En su opera prima Lenz explora las complejidades del bullying y todo lo que conlleva. Hay varios chicos que los agreden —Andi tiene sobrepeso y se burlan de él por ese tema—, hay otros que miran sin querer meterse pero acompañan en su silencio, y están los protagonistas, que lidian como pueden —no siempre bien— con esa crueldad. Entre los tres tratan de armarse un mundo más cercano a sus propios parámetros y sensaciones, pero no siempre pueden evitar que la realidad se les venga encima. Y ni padres ni autoridades escolares logran encontrar una solución al tema. Más bien, empeoran lo que ya está mal.
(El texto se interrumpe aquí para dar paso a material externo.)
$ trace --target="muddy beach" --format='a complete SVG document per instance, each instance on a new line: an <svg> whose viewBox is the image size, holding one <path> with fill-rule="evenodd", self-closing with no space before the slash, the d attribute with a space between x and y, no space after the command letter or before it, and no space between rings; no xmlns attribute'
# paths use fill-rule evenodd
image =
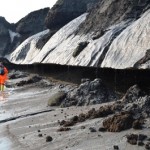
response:
<svg viewBox="0 0 150 150"><path fill-rule="evenodd" d="M137 86L117 100L120 97L109 97L110 91L99 79L83 79L78 85L22 71L11 71L9 77L0 95L0 149L149 149L149 96ZM67 93L65 99L50 106L51 99L60 99L62 91ZM97 96L101 101L95 100ZM87 103L87 99L92 100ZM110 126L109 119L116 125ZM144 121L139 123L141 119ZM146 137L139 139L141 135Z"/></svg>

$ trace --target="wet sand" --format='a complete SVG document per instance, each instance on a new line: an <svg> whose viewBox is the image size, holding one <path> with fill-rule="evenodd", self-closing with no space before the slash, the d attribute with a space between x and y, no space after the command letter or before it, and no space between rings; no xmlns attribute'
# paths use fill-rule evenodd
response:
<svg viewBox="0 0 150 150"><path fill-rule="evenodd" d="M15 85L19 79L10 80ZM23 80L23 78L21 78ZM49 107L49 97L59 91L59 83L42 84L43 81L21 87L7 88L0 96L0 149L2 150L113 150L117 145L121 150L143 150L144 147L126 142L129 133L142 133L150 136L150 119L143 130L126 130L118 133L100 132L104 118L89 119L70 127L71 130L58 132L59 121L67 120L91 108ZM69 88L66 86L66 88ZM84 128L83 128L84 127ZM96 132L89 128L94 127ZM46 137L53 140L46 142Z"/></svg>

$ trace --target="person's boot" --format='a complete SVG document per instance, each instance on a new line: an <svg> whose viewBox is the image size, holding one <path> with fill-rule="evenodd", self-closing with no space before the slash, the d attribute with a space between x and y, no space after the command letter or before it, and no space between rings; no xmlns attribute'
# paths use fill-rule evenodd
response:
<svg viewBox="0 0 150 150"><path fill-rule="evenodd" d="M1 91L4 91L4 84L1 84L0 90L1 90Z"/></svg>

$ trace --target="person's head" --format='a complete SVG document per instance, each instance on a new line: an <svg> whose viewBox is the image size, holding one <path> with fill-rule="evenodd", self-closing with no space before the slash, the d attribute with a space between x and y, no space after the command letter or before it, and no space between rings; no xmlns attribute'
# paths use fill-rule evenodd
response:
<svg viewBox="0 0 150 150"><path fill-rule="evenodd" d="M4 65L3 65L3 62L0 62L0 67L3 67Z"/></svg>

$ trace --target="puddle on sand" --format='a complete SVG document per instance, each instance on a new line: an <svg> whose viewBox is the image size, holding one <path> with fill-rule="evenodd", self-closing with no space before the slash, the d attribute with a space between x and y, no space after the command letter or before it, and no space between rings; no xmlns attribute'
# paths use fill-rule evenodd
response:
<svg viewBox="0 0 150 150"><path fill-rule="evenodd" d="M11 142L8 138L0 138L0 150L11 150Z"/></svg>

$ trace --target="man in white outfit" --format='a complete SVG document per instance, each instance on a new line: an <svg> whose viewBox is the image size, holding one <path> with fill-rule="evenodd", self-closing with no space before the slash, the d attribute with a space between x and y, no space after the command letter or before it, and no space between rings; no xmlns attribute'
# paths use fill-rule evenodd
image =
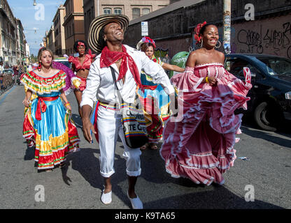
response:
<svg viewBox="0 0 291 223"><path fill-rule="evenodd" d="M125 134L119 112L119 99L110 67L114 69L117 86L123 100L134 102L136 86L141 87L140 74L143 68L156 83L161 84L164 91L173 98L174 89L157 63L152 61L142 52L122 44L124 31L129 20L125 15L104 15L96 17L90 24L89 45L96 52L101 52L92 63L87 79L87 86L82 96L83 133L91 143L90 130L98 133L100 148L100 172L104 178L105 188L101 200L104 203L112 201L111 176L115 173L114 153L119 135L122 141L126 159L129 189L127 196L133 208L143 208L141 199L135 193L137 177L141 175L141 152L139 148L130 148L125 141ZM100 102L98 107L96 132L90 123L90 116L94 102Z"/></svg>

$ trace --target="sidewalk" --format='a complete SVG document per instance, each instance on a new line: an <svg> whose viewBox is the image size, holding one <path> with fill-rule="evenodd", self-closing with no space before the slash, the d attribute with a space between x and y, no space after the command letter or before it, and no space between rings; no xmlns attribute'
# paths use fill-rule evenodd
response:
<svg viewBox="0 0 291 223"><path fill-rule="evenodd" d="M0 95L3 95L3 93L6 93L9 89L10 89L12 87L13 87L13 86L17 86L18 84L13 84L13 85L10 85L10 86L8 86L6 89L5 89L4 91L1 91L1 90L0 90Z"/></svg>

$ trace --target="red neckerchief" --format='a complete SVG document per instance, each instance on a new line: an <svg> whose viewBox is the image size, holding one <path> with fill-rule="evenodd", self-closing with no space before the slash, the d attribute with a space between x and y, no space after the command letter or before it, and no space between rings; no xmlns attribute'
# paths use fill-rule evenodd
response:
<svg viewBox="0 0 291 223"><path fill-rule="evenodd" d="M132 56L127 52L127 49L122 45L122 52L110 51L108 47L106 46L101 54L100 68L109 67L111 64L115 63L120 59L122 59L119 71L118 81L122 79L127 71L127 61L129 70L134 76L134 80L137 86L142 89L141 77L139 76L139 69Z"/></svg>

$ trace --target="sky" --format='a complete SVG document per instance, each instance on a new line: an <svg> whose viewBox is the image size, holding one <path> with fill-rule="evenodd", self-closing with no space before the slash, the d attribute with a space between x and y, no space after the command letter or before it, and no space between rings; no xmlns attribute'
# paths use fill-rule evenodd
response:
<svg viewBox="0 0 291 223"><path fill-rule="evenodd" d="M45 36L52 25L52 19L59 5L66 0L7 0L14 17L20 20L25 39L29 45L30 54L37 55Z"/></svg>

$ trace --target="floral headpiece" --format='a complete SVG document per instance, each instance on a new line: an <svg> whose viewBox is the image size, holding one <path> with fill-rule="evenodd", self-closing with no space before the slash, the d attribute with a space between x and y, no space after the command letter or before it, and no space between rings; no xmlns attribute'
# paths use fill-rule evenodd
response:
<svg viewBox="0 0 291 223"><path fill-rule="evenodd" d="M78 42L78 46L77 46L77 49L80 47L80 46L83 46L85 47L85 44L84 43L82 42Z"/></svg>
<svg viewBox="0 0 291 223"><path fill-rule="evenodd" d="M153 40L152 40L150 38L149 38L148 36L144 36L142 38L142 39L139 42L139 43L136 45L136 49L138 50L139 50L141 49L141 46L143 43L150 43L151 44L153 45L154 48L155 48L155 43Z"/></svg>
<svg viewBox="0 0 291 223"><path fill-rule="evenodd" d="M204 23L199 23L197 24L194 29L195 33L194 34L194 38L196 40L196 44L199 44L201 43L201 40L202 39L202 36L200 35L200 30L204 26L207 24L206 21L204 21Z"/></svg>

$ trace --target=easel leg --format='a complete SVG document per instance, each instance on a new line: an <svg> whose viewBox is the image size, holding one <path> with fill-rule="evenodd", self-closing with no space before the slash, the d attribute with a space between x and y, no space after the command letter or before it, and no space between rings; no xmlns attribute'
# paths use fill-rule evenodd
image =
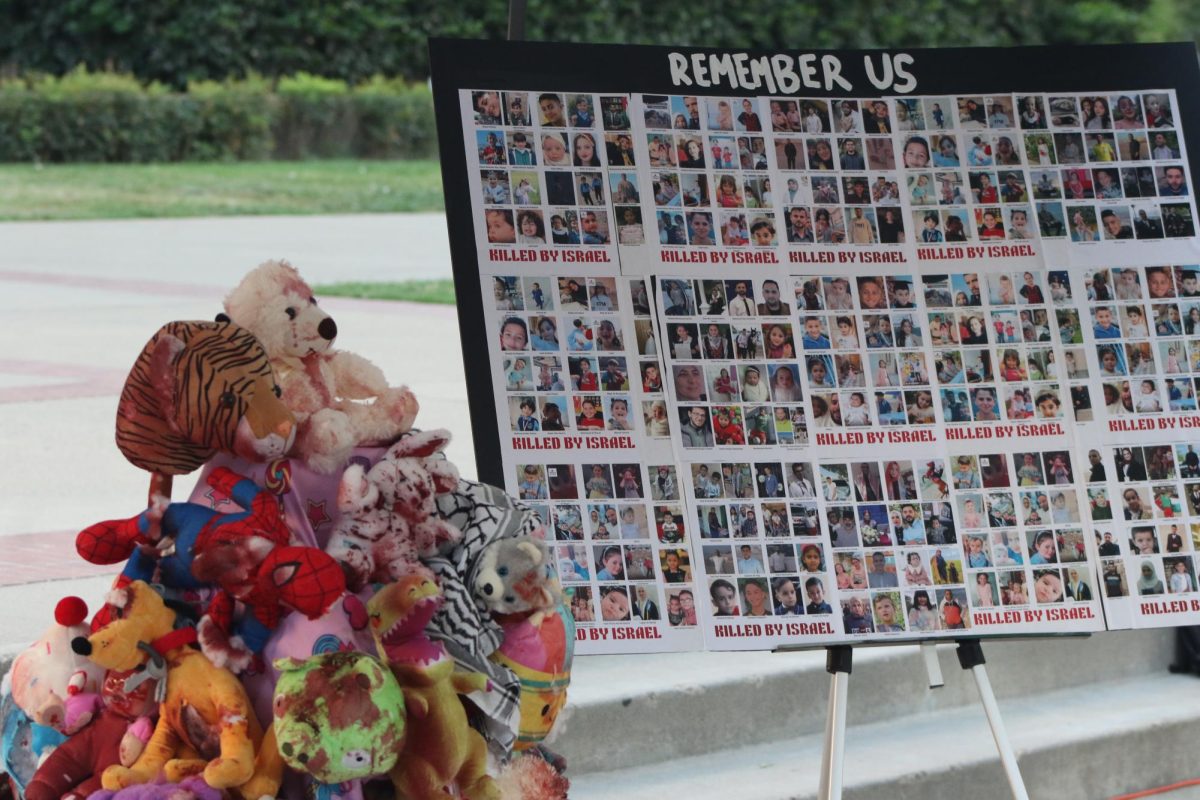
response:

Al ocuparse de los tres protagonistas y de su casi vergonzoso descubrimiento de sus lados más sensibles —Maya los filma pero Andi preferiría que esos videos no existieran—, Lenz evita caer en una letanía de constantes agresiones y devoluciones. Que los chicos agredidos pueden terminar tornándose más violentos que sus agresores es una de las problemáticas más densas de la vida adolescente, una que muchas veces termina en situaciones lamentables. Lo que Lenz intenta explorar y de algún modo demostrar es que, fuera de los ambientes escolares y familiares tóxicos, esos mismos chicos tienen una mayor cercanía con la ternura, con el contacto físico amable (no siempre, pero hacia allí se encaminan) y con algo parecido a la felicidad. Pero la vida en sociedad no es, lamentablemente, ese pequeño oasis que se gestionaron para ellos mismos. Y en el choque entre ambos mundos está el problema.
Lenz utiliza una música discordante e intensa que intenta enervar al espectador, lo mismo que ciertas decisiones formales que van por el mismo lado: crear la sensación de peligro inminente, casi de thriller. Pero cuando parece que Oasis se convertirá en otro festín de la crueldad —registro en el que caen muchas de estas películas, por más que intenten presentarse a sí mismas como sensibles al tema que denuncian—, el realizador sale de esa trampa para centrarse en los intentos de los tres amigos en quebrar, a su modo, esa rutina. Por momentos los clichés le ganan la partida (que uno sea un chico huérfano y el otro el hijo de un militar no son decisiones de guión particularmente originales), pero aún así Lenz evita la mayoría de las trampas que este tipo de historias presentan. Y ofrece una mirada lateral, inteligente y cuestionadora acerca de la cada vez más agresiva sociedad en la que vivimos.